Here’s what the samples look like in black and white. The blue/cyan one is on the left, the blue/yellow one is on the right.
No wonder the blue/cyan sample looks so sedate! The blue and cyan are almost the same darkness, with very little value contrast. As a result, the pattern-perceiving part of your brain – which operates only in black and white – thinks the design is a poorly defined gray. So your brain perceives the pattern as very subtle, making that sample look less exciting. On the right, however, the yellow weft is far lighter than the blue, giving high value contrast and a pattern that feels much more exciting.
You can see value contrast (light/dark contrast) at work in the series of swatches below.
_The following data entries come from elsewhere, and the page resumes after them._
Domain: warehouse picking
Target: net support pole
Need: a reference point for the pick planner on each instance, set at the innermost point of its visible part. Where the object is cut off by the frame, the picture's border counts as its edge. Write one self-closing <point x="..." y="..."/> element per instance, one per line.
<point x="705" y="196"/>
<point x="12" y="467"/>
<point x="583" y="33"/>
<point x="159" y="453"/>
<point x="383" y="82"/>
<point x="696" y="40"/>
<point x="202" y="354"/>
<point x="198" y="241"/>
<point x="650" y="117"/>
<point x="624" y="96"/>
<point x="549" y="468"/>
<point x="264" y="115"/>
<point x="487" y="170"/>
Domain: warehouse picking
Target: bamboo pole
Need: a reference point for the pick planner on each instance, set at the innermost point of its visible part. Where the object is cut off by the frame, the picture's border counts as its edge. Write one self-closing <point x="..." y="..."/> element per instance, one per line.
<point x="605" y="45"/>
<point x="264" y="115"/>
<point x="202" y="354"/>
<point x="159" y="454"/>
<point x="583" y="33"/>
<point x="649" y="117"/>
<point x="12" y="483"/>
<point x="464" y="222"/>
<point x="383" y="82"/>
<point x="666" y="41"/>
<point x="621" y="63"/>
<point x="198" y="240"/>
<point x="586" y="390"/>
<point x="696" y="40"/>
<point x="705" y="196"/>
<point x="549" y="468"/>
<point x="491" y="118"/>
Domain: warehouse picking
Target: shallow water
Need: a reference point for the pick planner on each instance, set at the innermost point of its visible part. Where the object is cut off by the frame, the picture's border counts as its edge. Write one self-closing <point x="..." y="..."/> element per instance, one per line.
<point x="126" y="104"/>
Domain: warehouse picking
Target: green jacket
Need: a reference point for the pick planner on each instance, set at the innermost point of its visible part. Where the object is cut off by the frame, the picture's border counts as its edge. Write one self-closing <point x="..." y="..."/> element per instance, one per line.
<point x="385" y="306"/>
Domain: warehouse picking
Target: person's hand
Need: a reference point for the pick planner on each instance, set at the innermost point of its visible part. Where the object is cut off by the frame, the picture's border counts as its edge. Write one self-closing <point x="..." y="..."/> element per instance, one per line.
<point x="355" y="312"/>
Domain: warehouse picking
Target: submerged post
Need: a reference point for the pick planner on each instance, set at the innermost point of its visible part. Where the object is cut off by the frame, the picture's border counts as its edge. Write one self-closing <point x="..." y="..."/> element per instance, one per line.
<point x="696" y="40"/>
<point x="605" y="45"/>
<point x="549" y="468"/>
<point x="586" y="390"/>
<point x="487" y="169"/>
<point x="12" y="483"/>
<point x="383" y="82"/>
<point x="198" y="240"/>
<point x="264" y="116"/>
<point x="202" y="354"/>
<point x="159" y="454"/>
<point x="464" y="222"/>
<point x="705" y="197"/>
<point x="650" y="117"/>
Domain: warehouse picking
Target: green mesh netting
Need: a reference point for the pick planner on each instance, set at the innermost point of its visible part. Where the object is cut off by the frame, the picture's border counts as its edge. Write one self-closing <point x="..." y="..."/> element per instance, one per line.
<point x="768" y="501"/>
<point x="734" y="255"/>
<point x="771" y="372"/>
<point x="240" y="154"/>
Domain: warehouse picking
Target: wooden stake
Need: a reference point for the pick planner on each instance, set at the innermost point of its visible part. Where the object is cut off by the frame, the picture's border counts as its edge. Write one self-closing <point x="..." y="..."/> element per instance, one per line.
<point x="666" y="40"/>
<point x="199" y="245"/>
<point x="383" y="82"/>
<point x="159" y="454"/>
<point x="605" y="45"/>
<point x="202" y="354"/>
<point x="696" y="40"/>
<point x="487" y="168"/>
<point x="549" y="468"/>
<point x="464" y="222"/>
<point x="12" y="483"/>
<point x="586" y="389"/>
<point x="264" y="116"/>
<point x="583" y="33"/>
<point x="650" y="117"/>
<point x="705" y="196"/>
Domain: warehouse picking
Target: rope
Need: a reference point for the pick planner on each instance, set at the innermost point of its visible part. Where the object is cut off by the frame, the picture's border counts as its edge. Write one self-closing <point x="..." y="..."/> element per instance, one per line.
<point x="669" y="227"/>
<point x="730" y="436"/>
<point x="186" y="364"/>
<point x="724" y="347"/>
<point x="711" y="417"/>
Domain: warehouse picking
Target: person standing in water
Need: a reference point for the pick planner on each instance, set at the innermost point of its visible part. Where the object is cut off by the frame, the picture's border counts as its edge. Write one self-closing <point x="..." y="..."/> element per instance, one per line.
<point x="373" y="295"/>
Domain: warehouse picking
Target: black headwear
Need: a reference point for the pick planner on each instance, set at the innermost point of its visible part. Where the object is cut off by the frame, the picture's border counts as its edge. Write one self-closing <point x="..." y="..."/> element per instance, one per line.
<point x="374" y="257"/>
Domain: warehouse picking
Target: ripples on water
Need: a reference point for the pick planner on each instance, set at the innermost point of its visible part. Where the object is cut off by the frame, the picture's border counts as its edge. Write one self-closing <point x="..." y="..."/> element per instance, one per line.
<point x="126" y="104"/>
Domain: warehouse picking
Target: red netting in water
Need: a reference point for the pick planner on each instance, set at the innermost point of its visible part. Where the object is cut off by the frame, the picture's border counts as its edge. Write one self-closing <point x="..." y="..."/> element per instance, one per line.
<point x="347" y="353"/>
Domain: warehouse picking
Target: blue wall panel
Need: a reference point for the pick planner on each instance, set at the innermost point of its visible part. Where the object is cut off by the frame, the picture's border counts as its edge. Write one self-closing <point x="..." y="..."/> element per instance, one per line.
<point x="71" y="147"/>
They all use the same blue weft, but the value (darkness) of the cyan warp goes from dark at left to very pale, finishing up at the lightest color of all – white.
As you progress from low value contrast (both colors dark) at the left to high value contrast (one light/one dark) at right, the cloth becomes progressively more visually interesting and feels more “spicy”. The difference in “opinion” between the colors increases as the value contrast goes up, making the conversation more visually interesting.
Read more about value contrast and drama in our course Understanding Value[HA]
Another kind of color contrast is important – hue contrast. The hue of a color is its color family – like red, green, blue, or purple – and hue contrast depends on where a color’s native hue sits on the color wheel.
Here’s a color wheel, which shows how the basic hues relate to each other:
The further apart two colors are around the rim of the color wheel, the stronger the hue contrast will be.
Here are two more swatches – one with a light cyan warp and another with a yellow one.
These two swatches have the same amount of value contrast, pairing a light color with a dark color. (If you look at them in black and white, they look nearly identical.)
Yet, the one on the left, with the light cyan warp, has much more spice than the one on the right (yellow warp).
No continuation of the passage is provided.